The History Channel has an  excellent series on George Washington and the Revolutionary War.  It has been playing this holiday weekend.  Narrated by Edward Herrman, the part that covers the later years of the war depicts the near disintegration of the American Army in 1781.

  • Lack of funds appropriated by the Continental Congress
  • Tainted meat, beweevolled grain, and spoiled veggies from inept and dishonest suppliers
  • Diminished ordnance–both weapons and ammunition
  • Tattered clothing inadequate for the winter or summer
  • Longer campaigns and more difficult terrain and weather
  • Mutiny in the ranks requiring a death squad from the soldiers themselves
  • Challenges the fledgling country and its now experienced and seasoned supreme commander could hardly manage

1781-82, a time in the War for American Independence that looked dark indeed.  A time usually not studied to any great degree, especially by genealogists.
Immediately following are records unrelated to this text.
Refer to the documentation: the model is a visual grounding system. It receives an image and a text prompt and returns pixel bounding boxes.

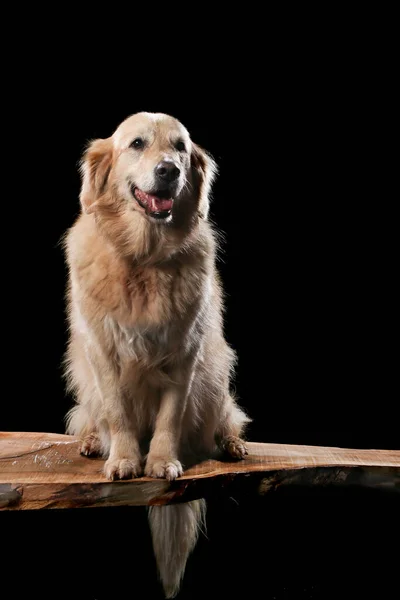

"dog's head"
[80,112,216,224]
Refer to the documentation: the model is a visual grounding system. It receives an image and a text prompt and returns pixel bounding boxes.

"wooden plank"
[0,432,398,510]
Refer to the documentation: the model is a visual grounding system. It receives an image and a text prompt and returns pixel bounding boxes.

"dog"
[63,112,250,598]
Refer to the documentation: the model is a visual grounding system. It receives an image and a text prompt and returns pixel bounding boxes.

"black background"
[1,34,397,599]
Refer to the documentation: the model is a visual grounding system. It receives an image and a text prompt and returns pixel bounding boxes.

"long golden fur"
[63,112,249,597]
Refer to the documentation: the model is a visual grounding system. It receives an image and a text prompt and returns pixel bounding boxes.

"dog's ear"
[190,143,217,220]
[79,138,113,214]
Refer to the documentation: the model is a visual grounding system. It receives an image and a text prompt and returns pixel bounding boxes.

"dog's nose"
[155,161,180,183]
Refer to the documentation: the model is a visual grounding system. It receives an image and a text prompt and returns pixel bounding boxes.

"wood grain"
[0,432,398,510]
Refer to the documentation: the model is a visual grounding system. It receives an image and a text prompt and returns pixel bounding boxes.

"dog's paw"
[80,433,102,457]
[221,435,248,460]
[145,457,183,481]
[104,457,142,480]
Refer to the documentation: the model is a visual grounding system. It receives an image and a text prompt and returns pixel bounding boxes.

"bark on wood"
[0,432,398,510]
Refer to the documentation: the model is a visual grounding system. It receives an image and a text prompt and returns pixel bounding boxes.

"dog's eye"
[131,138,144,150]
[175,140,186,152]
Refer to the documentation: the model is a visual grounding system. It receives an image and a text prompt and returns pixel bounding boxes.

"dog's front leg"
[145,367,193,481]
[86,349,142,481]
[105,403,142,481]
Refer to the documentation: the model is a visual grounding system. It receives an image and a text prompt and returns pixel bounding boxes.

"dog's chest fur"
[112,260,207,361]
[74,249,210,366]
[69,215,213,367]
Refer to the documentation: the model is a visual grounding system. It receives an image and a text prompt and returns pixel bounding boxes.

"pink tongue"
[148,196,173,213]
[135,188,173,213]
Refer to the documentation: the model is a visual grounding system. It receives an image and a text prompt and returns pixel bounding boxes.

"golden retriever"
[63,112,250,598]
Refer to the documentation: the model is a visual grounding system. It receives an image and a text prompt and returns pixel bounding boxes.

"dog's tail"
[148,499,206,598]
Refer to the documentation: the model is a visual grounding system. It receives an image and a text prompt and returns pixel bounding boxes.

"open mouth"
[132,186,174,220]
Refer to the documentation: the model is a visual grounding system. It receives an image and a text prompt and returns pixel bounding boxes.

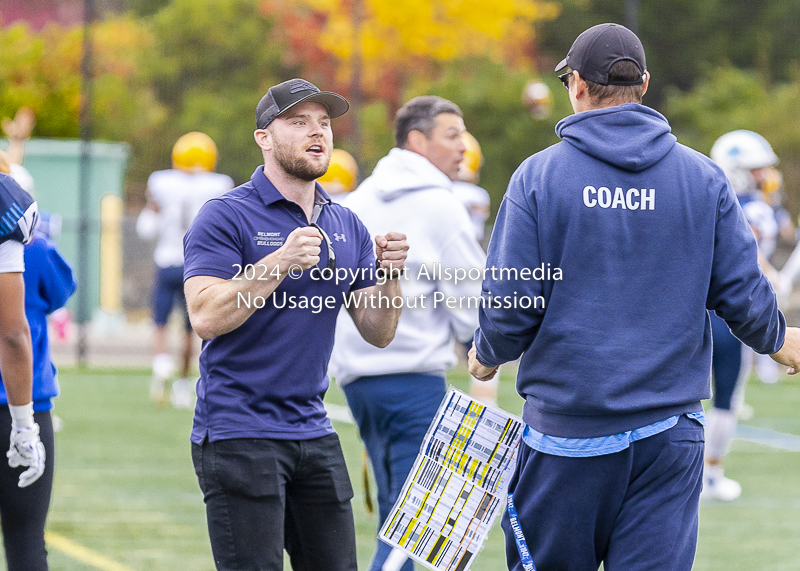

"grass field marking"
[325,403,355,424]
[735,425,800,451]
[45,532,138,571]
And out of these dregs, the American government enhanced the grants for bounty land, punishments for self-serving greed, awards of pensions for military service, provisions for wives and children of officers first and then the ranks themselves, including men who served from state and local militias.  Creating for us a veritable mass of records with genealogical details.

Records that chronicle the fighting men and their supply system from battlefield to battlefield.  And when hostilities were done and weapons put away, describe your ancestors and mine as they rebuild their lives and their land to a new and greater prosperity than ever before.
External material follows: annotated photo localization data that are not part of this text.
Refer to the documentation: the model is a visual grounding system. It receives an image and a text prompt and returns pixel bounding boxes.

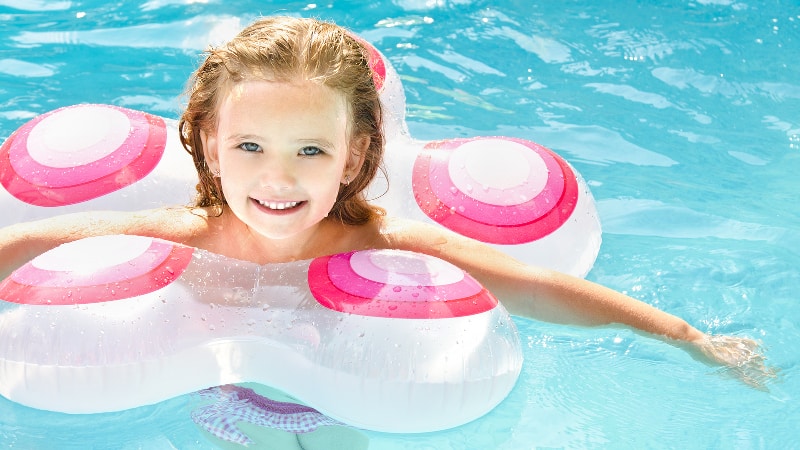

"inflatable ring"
[0,234,522,433]
[0,34,600,432]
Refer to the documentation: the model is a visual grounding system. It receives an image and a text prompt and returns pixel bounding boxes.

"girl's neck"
[204,208,359,264]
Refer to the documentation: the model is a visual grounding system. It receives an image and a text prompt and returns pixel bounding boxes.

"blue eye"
[300,146,323,156]
[239,142,260,152]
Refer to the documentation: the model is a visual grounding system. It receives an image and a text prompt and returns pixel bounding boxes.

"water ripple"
[499,122,678,167]
[652,67,800,101]
[0,0,71,11]
[0,58,58,77]
[598,198,789,242]
[485,26,572,64]
[10,15,243,50]
[428,49,505,76]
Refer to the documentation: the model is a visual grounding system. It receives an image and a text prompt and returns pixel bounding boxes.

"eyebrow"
[225,134,263,143]
[296,138,337,149]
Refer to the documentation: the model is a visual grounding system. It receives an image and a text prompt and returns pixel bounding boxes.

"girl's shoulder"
[377,215,437,243]
[377,215,482,255]
[129,206,219,247]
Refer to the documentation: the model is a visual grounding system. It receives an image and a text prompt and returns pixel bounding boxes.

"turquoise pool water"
[1,0,798,448]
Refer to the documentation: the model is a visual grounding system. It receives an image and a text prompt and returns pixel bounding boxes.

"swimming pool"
[1,0,797,448]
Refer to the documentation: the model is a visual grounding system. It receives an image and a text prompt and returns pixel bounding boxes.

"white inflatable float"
[0,234,521,433]
[0,37,601,433]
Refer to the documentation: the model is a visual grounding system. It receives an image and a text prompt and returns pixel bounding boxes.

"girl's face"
[202,79,364,242]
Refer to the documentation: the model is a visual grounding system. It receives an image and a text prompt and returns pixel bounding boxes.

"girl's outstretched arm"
[0,208,204,280]
[0,213,104,280]
[386,218,777,388]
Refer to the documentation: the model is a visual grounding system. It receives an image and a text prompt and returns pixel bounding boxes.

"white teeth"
[258,200,299,210]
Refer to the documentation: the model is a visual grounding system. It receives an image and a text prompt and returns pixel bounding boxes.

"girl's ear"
[344,135,370,183]
[200,129,221,174]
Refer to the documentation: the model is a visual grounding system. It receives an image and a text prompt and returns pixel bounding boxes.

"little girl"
[0,16,772,386]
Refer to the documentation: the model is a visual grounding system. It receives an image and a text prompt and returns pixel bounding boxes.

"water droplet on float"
[449,186,458,194]
[449,206,456,214]
[388,305,398,311]
[393,286,402,292]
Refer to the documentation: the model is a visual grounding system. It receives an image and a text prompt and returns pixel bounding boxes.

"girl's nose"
[259,158,295,190]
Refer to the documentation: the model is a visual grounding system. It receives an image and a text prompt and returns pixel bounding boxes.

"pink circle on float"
[0,104,167,206]
[327,251,481,302]
[26,105,131,169]
[308,250,497,319]
[15,235,171,287]
[448,139,547,206]
[412,136,580,245]
[10,105,149,188]
[426,138,565,226]
[0,236,194,305]
[349,249,465,287]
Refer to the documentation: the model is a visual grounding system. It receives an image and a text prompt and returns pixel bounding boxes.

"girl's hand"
[692,334,779,390]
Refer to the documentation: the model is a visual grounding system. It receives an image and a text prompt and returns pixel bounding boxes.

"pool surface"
[1,0,798,448]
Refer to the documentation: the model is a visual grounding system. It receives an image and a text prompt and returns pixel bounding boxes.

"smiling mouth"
[256,199,303,211]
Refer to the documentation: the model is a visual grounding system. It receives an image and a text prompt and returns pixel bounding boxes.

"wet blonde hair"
[178,16,385,225]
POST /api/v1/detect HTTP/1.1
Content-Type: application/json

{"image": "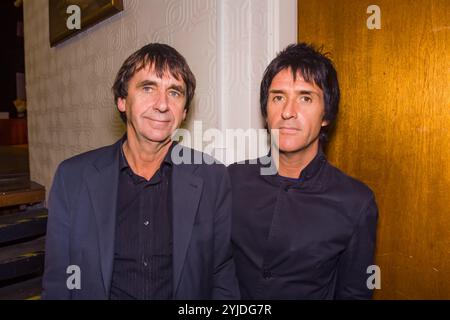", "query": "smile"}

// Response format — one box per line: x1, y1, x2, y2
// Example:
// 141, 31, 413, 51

145, 117, 171, 123
144, 117, 171, 129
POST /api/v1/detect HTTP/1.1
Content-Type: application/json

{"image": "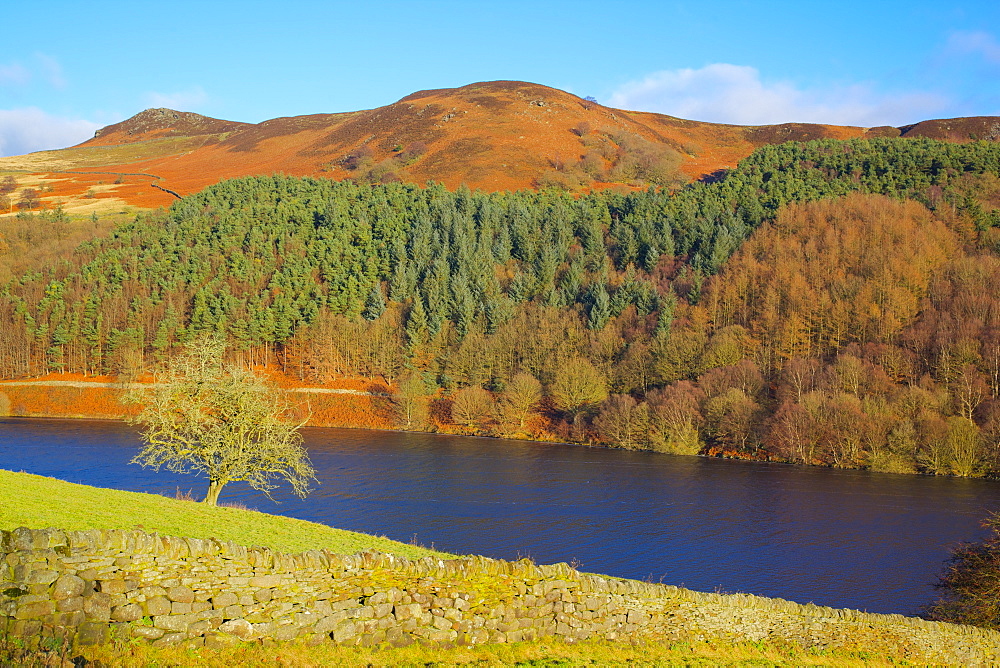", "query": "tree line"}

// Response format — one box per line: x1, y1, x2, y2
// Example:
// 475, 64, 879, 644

1, 137, 999, 475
In the next few episodes of this blog, you can rediscover the wealth of this information stored for your genealogy.  Sources that you probably have not yet considered for your hard-to-find ancestors.

Stay tuned.  My internet is back.  I’m home for a change and able to concentrate on what is important for a while.  Your favorite genealogist, Arlene Eakle

PS  Churning out genealogy research work and reports by the dozens; mailing handouts promised at conferences and Expos;  and shipping book orders, including our NEW Tennessee Research by Afton Reintjes.  Watch your mailbox.

PPS  And if you live at the end of the world like I do, and I know there are many of you who do, please store your genealogy with its back-up documentation in more than one place, on more than one media.  Internet appears to be a secure storage medium.  Access to it is another thing entirely!